Jul
A Look at the John Deere Classic
You are excused if you look down the list of main contenders this week at the John Deere Classic and ask yourself if this is a college event or pro.
Start with the favorite, Collin Morikawa. He’s a 22-year-old Californian who turned pro last month after an amateur career that included a no. 1 world ranking. He’s made four straight cuts in PGA Tour events, all in the top 40 and with a best of second last week at the 3M.

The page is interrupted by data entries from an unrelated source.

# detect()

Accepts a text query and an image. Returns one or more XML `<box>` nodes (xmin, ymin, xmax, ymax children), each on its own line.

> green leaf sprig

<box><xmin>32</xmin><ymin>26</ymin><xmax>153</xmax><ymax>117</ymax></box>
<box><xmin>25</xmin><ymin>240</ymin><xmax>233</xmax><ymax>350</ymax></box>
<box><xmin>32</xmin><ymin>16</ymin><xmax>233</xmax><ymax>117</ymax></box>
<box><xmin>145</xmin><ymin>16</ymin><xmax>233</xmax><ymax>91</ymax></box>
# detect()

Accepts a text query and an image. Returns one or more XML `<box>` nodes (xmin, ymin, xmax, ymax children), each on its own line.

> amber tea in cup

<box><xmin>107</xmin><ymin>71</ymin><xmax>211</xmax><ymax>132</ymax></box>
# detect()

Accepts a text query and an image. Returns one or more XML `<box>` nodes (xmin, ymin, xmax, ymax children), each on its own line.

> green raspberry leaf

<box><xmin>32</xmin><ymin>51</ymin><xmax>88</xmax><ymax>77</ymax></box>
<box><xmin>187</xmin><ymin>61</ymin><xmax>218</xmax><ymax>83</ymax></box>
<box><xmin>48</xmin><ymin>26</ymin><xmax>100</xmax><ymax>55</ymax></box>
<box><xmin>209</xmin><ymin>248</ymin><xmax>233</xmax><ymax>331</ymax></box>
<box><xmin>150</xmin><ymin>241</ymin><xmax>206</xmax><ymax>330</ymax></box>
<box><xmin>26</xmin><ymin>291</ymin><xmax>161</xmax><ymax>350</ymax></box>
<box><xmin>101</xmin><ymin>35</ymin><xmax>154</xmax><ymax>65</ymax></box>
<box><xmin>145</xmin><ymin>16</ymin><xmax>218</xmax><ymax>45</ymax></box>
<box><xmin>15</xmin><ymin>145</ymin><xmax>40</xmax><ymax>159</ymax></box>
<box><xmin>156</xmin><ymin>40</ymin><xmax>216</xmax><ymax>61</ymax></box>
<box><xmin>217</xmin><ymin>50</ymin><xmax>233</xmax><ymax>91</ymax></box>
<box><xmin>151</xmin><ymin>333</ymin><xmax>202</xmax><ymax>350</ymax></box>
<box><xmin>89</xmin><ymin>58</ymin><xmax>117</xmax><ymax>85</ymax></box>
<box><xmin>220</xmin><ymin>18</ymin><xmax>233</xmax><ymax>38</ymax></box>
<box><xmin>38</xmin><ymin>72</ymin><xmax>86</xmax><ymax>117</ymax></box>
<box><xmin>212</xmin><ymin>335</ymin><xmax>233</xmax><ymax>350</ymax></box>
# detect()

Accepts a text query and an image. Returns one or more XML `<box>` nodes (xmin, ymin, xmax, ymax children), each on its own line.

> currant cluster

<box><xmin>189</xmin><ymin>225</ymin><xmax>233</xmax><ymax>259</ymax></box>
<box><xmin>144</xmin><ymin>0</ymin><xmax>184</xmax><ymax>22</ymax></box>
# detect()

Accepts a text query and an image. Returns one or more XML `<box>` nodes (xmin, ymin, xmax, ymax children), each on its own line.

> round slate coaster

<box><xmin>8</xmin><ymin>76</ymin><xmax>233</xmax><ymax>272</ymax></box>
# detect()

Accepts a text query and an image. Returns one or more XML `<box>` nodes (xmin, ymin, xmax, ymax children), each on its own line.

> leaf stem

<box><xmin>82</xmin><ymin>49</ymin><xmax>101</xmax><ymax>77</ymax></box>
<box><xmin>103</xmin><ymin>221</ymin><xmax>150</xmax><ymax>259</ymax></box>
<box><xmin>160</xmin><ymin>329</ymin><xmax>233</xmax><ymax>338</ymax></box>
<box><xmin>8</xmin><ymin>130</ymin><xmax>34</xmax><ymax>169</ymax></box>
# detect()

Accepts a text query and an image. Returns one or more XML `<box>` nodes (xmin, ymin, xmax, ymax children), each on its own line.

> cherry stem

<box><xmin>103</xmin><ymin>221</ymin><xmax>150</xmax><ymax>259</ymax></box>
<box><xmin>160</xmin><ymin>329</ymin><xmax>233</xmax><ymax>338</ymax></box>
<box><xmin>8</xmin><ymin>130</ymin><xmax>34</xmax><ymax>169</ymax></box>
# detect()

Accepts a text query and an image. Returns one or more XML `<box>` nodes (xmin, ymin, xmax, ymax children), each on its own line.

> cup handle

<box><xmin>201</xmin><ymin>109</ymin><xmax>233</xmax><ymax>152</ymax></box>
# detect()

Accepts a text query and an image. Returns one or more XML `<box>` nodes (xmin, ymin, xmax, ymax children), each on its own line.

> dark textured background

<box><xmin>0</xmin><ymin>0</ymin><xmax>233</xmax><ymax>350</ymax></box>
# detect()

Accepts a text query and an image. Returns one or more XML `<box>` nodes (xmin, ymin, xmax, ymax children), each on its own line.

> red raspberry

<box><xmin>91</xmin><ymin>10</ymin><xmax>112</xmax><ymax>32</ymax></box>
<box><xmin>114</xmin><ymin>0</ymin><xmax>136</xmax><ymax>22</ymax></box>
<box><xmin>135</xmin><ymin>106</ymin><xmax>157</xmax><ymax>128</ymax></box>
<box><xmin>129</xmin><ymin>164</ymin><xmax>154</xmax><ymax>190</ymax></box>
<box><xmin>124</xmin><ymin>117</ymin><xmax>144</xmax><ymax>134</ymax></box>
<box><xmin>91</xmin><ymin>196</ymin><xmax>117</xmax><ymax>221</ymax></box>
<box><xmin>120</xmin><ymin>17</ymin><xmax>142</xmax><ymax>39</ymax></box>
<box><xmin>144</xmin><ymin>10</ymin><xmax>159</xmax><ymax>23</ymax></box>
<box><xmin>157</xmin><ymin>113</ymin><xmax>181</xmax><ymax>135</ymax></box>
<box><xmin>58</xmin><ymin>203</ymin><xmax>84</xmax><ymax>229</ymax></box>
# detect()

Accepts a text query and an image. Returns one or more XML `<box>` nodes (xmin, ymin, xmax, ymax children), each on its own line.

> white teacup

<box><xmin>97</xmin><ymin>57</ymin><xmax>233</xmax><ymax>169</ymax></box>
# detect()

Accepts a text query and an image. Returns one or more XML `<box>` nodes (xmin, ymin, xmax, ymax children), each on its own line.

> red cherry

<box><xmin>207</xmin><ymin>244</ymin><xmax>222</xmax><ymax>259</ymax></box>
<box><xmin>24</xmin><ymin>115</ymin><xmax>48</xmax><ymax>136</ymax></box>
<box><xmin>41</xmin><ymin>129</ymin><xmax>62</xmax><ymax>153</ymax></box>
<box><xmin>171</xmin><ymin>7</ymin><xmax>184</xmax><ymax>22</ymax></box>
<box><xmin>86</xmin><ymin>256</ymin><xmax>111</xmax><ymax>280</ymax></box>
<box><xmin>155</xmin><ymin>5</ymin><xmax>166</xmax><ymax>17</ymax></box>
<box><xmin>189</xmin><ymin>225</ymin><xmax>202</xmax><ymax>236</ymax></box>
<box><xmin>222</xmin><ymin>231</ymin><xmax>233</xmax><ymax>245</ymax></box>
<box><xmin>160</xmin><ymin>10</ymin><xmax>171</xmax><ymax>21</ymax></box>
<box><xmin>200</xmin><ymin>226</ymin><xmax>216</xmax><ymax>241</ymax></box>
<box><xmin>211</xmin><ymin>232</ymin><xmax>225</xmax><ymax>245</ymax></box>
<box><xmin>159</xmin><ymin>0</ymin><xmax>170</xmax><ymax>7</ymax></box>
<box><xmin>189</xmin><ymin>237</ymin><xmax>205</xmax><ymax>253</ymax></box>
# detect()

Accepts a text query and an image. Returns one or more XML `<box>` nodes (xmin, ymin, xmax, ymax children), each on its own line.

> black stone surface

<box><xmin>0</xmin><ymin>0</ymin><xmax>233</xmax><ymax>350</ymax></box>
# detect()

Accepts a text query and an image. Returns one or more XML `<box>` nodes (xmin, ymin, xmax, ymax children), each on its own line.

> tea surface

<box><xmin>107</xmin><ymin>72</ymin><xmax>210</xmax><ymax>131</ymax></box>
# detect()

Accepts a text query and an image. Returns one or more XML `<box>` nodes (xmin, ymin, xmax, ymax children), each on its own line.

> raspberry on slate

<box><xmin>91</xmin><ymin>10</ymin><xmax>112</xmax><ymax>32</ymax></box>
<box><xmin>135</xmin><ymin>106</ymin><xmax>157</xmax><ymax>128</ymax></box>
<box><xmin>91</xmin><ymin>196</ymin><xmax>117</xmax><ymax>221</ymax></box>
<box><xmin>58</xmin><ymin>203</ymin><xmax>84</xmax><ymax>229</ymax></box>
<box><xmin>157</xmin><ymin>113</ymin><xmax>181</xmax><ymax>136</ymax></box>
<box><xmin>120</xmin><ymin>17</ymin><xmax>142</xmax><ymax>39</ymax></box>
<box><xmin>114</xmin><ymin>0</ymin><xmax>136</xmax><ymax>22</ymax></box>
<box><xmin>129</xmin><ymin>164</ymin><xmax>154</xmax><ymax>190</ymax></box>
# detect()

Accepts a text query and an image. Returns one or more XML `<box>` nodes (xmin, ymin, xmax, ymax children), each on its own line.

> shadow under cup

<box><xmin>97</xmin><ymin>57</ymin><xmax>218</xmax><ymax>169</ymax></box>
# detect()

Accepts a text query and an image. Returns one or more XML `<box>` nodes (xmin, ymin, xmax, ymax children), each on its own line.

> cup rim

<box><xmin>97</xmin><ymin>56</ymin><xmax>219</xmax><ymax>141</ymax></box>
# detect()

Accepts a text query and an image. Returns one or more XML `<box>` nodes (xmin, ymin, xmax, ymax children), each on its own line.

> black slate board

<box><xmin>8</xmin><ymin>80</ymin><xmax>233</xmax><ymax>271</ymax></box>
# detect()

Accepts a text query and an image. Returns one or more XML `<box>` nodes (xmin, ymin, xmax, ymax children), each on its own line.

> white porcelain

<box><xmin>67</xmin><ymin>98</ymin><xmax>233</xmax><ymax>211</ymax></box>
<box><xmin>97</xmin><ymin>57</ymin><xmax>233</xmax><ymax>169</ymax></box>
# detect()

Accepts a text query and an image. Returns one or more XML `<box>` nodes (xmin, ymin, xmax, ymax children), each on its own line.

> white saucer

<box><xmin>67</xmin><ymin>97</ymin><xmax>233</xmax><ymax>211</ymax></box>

Then go down the list and you have Viktor Hovland, Sungjae Im, Joaquin Niemann, and Doc Redman joining Morikawa in the top dozen picks. Not until you mix in a few oldies like Zach Johnson, Lucas Glover, Charles Howell, and Ryan Palmer does it start to feel like this is the PGA Tour that we all know and love. Although, caution, none of those vets is playing well recently.
Truth be told, it is not a strong field, with most of the big guys either playing in Scotland or warming up for the Open Championship somewhere else in the British Isles. The only three entries from the Hawley Ratings top 40 are Jason Kokrak, 36th; Howell, 37th; and Hovland, 40th. Consider the top 50 and there are three more – Palmer, Glover, and Ryan Moore.
Over the decades, our alookatgolf.com computer model has developed a liking for Tour newcomers who show some early success. Morikawa certainly fits that description, and he spoke with golfdigest.com after finishing tied for second with Bryson DeChambeau, a stroke behind fellow rookie Matthew Wolff, last weekend. “Heading down to the end of the season and obviously there’s one more notch I want to reach, but it is a good feeling, you know, to finish T-2,” he said. “You’re never going to be fully disappointed on that. It’s another week and I think this is really going to help me just kind of move forward in the next month or so.”
Morikawa has earned $778,000, not bad for a guy who sat in classrooms for months while this year’s Tour got underway. He would rank 116th on the offical money list if he had a Tour card now. If he is in the top 125 in the FedEx Cup standings when the playoffs start Aug. 8, he will have secured a Tour card for 2019-’20. “I love this, I love being out here,” Morikawa said. “This is exactly what I’ve wanted to do my entire life. I’m excited to keep playing. Next week should be fun, and hopefully we’ll keep going from there.”
Hovland is a 21-year-old from Norway whose pro career stretches all the way back three events. He played three other 2019 Tour events as an amateur and has made all six cuts, with three top-20s. He was 32nd at the Masters.
Im is a 21-year-old Tour rookie from South Korea. He’s made 21 cuts this season with six top-10s. The last four times out, he was 15th at the 3M, 21st two events in a row, and seventh at the Canadian.
Niemann is a 20-year-old Chilean — yeah, youngest of the bunch. He didn’t do much this year until the last month and a half. He’s posted consecutive top-10s in the 3M, Travelers, and Rocket, and had three straight finishes above 40th prior to that.
Redman is a 21-year-old former U.S. Amateur winner from Clemson. In three appearances this year he was top-20 at the Wells Fargo, runner-up at the Rocket, and missed the cut at 3M.
The TPC Deere Run course is just east of the Mississippi River in Silvis IL. The event has been played here since 2000. Per the Hawley course fit statistics, shots gained off the tee and greens in regulation are the two stats most heavily correlated with success on the course over the last eight iterations of the event. Putting correlates to a lesser extent. Canadian Corey Conners, winner of the Texas Open this season, has the performance profile that best fits those leading stats. Howell is second and then there is a fairly tight bunch that includes Im.
Niemann and Wyndham Clark, a 25-year-old from the University of Oregon, lead the field in terms of how they have improved their rating numbers over the last four events. Cameron Tringale and Hovland also are on a strong upswing.
It almost never pays to forget about Zach Johnson in this event. The 43-year-old Iowan by birth has played this event 17 straight years. In the last 10 he has one win (2012), three seconds, two thirds, a fifth, a top-20 (last year), and two top-40s. The product of Drake University is the all-time money-winner in this event and has 12 Tour victories in his lifetme. But on the other hand, Johnson is one of those who have slumped the most in recent appearances. He hasn’t played since finishing outside the top 50 in the U.S. Open. He made the top 40 at the Canadian and has two missed cuts in the last five times out.
Also looking to break out of slumps are Glover, Howell, Pat Perez, and Jhonattan Vegas.